Last month, the Melbourne-based communications firm announced it would sell CapRock Communications to SpeedCast International Ltd. for an estimated $425 million.
According to SpaceNews.com, Harris explained to investors earlier this year that a sharp maritime revenue decline is expected to continue, with a 25 percent revenue drop expected in next year despite growth in the vacation cruise industry.
However, November saw Harris agreeing to a $700 million contract with the State of Florida for the creation and maintenance of a statewide communications network serving a variety of state and local government agencies such as public safety, law enforcement and public schools. The terms of the contract include a seven-year base and an option for seven yearly renewals.
Speculation on the prospective sale goes back as far as August, when James Bach of the Washington Business Journal reported that JANA Partners, LLC — the group behind the divestiture of Computer Sciences Corp’s government services sector – acquired a stake in Harris.
This move caught the interest of analysts at Moody’s Investors Service and J. P. Morgan, which suggested a possibility Harris would get rid of additional non-core assets, including its government information technology services.
Although Harris’ stated goal is to provide a secure, reliable network for voice, data and video connectivity to many of Florida’s counties and municipalities, Bach also notes it is also evident that the company is looking to shed several of its business lines.
Recently, the company reported revenue for the first quarter of fiscal 2017 of $1.75 billion, down from $1.81 billion the prior year. It was down 3 percent on a reported basis and 2 percent on an organic basis, excluding prior-year revenue because of a newly divested aerostructures business.
Bach writes: “[Harris Corp.] CEO William Brown said in August that the company would ‘dispassionately, objectively and aggressively assess which businesses strategically fit and are a better value to Harris, as well as which businesses may be a better value on their own or with a third party.’”
Over the past few years, Harris has cut loose several associated businesses: the aerostructures sale in 2016; its commercial health care business in 2015, and a broadcast communications company in 2013.

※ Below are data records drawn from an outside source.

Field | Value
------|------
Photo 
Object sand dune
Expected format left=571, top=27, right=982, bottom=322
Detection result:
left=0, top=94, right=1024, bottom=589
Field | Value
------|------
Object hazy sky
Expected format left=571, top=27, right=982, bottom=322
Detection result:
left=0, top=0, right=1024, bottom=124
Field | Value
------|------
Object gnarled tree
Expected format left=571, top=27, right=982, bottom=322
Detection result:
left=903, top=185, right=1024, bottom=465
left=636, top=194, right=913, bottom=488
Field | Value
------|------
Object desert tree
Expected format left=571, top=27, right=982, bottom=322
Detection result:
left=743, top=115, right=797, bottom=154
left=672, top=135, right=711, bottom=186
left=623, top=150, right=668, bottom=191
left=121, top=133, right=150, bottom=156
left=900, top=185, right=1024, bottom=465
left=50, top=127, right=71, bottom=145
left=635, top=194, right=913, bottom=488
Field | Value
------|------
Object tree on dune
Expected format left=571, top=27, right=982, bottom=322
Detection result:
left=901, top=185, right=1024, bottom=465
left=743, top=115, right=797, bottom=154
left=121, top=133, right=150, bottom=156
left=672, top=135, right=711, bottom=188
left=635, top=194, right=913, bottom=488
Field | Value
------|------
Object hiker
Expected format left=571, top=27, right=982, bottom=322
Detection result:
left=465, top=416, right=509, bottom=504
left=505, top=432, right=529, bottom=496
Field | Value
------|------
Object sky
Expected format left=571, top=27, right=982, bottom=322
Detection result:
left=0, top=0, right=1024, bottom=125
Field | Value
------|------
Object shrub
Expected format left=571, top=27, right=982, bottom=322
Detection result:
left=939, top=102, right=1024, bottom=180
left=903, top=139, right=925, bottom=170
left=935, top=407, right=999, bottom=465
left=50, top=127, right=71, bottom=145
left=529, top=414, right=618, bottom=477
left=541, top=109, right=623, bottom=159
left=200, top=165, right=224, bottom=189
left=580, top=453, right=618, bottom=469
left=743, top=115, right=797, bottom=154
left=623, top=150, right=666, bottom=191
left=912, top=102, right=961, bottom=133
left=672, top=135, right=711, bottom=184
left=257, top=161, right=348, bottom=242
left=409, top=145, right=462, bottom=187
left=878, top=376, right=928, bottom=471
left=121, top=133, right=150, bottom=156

Bach says several sources in the industry expect Harris to consider selling its government information technology division – even before the CapRock sale is finalized – as part of a strategy to stabilize revenues to between $225 million and $250 million a quarter.
This plan will mean one of two things: a wholesale gutting of Harris’ government services segment or putting the division up for sale for an estimated price tag of nearly $1 billion.
Either way, Harris Corp. is now throwing more than a little uncertainty into the newly inked deal with the state of Florida to provide MyFloridaNet-2 (MFN-2) and a statewide communications infrastructure.